The Generalized Langevin Equation with a power-law memory in a nonlinear potential well

TL;DR

This paper investigates the long-term behavior of a generalized Langevin equation with power-law memory in nonlinear potential wells, revealing conditions for unique stationary distributions and invariant measures in different regimes.

Contribution

It extends previous results to power-law memory kernels, analyzing the existence and uniqueness of stationary distributions in both integrable and non-integrable cases.

Findings

Unique stationary distribution exists when the kernel is integrable.

Invariant probability measure exists even when the kernel is not integrable.

Method of asymptotic coupling does not apply in the non-integrable case.

Abstract

The generalized Langevin equation (GLE) is a stochastic integro-differential equation that has been used to describe the velocity of microparticles in viscoelastic fluids. In this work, we consider the large-time asymptotic properties of a Markovian approximation to the GLE in the presence of a wide class of external potential wells. The qualitative behavior of the GLE is largely determined by its memory kernel $K$, which summarizes the delayed response of the fluid medium on the particles past movement. When $K$ can be expressed as a finite sum of exponentials, it has been shown that long-term time-averaged properties of the position and velocity do not depend on $K$ at all. In certain applications, however, it is important to consider the GLE with a power law memory kernel. Using the fact that infinite sums of exponentials can have power law tails, we study the infinite-dimensional version of the Markovian GLE in a potential well.
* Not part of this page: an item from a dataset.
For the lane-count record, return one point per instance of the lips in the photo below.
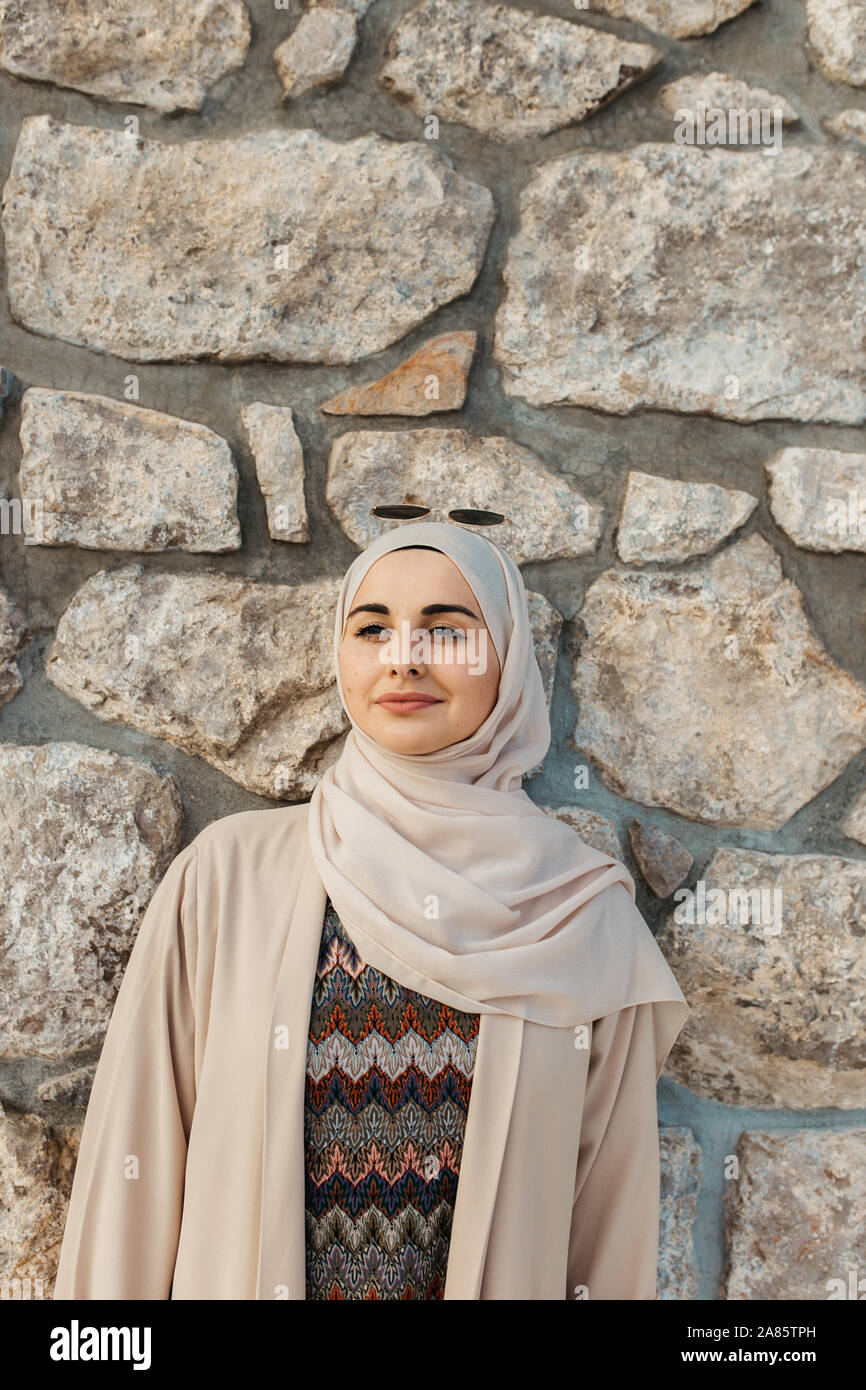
(403, 704)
In the case where the memory kernel $K$ is integrable (i.e. in the asymptotically diffusive regime), we are able to extend previous results and show that there is a unique stationary distribution for the GLE system and that the long-term statistics of the position and velocity do not depend on $K$. However, when $K$ is not integrable (i.e. in the asymptotically subdiffusive regime), we are able to show the existence of an invariant probability measure but uniqueness remains an open question. In particular, the method of asymptotic coupling used in the integrable case to show uniqueness does not apply when $K$ fails to be integrable.